M. [E] [T] a fait l’objet d’un arrêté portant obligation de quitter le territoire français le 5 mars 2024.
Il a été placé en rétention administrative selon arrêté du 25 janvier 2025, à l’issue d’une mesure de retenue.
Saisi d’une requête du préfet du Finistère, aux fins de voir autoriser une première prolongation de la rétention administrative de M. [E] [T], le juge du tribunal judiciaire de Rouen a, par ordonnance du 25 janvier 2025, rejeté la requête du préfet, dit n’y avoir lieu de prononcer l’une quelconque des mesures prévues par le code de l’entrée et du séjour des étrangers et du droit d’asile et ordonné la mise en liberté de M. [E] [T].

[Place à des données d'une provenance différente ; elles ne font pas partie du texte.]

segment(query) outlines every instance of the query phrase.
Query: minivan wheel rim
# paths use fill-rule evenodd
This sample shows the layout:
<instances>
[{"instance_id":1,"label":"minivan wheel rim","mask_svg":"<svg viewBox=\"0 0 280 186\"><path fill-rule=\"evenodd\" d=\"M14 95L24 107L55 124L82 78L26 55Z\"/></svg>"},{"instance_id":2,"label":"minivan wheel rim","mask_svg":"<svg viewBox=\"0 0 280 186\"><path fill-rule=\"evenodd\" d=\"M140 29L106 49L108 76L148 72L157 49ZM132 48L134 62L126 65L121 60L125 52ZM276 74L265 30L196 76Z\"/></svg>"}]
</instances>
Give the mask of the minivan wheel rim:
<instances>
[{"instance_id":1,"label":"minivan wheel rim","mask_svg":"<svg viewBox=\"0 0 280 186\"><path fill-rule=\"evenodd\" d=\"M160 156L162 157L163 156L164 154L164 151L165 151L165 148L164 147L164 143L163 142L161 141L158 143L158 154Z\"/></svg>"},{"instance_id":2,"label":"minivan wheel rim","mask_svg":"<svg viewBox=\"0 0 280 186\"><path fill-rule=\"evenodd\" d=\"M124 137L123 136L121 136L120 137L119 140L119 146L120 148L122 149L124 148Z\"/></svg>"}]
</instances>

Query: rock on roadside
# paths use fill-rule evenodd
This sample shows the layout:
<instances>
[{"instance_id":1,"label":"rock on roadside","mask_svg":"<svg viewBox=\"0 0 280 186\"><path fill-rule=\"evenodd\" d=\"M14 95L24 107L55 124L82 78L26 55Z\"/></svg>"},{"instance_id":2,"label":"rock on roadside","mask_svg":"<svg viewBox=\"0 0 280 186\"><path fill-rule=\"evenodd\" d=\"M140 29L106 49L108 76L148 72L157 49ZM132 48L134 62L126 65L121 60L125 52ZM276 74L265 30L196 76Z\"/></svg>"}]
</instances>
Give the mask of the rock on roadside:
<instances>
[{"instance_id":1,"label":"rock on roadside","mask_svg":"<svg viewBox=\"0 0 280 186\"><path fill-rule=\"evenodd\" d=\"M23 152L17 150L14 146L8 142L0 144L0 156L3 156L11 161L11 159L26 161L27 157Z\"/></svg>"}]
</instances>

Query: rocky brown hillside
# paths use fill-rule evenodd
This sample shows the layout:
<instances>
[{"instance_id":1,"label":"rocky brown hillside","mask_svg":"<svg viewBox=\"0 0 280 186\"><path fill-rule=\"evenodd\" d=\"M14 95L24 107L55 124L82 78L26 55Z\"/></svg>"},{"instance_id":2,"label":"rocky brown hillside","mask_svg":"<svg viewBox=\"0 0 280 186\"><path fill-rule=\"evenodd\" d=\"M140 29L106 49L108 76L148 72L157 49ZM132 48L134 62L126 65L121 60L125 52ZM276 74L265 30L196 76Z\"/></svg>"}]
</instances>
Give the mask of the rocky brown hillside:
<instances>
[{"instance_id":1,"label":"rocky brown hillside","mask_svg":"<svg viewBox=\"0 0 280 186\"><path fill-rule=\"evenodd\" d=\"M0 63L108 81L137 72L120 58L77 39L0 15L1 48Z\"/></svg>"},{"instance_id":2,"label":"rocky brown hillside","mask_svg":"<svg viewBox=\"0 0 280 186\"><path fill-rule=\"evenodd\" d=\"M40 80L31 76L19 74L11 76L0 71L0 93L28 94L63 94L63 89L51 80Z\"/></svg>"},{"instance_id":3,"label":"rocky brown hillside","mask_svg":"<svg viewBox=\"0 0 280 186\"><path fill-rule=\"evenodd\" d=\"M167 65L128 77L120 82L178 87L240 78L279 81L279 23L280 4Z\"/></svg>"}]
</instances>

Le procureur de la République près le tribunal judiciaire de Rouen a formé appel de cette ordonnance avec demande d’effet suspensif.
Suite à cet appel suspensif du procureur de la République, une ordonnance a été rendue par le magistrat délégué pour remplacer le premier président le 30 janvier 2025, laquelle a ordonné le sursis à l’exécution de l’ordonnance rendue par le juge des libertés et de la détention dans l’attente de la décision sur l’appel interjeté par le ministère public.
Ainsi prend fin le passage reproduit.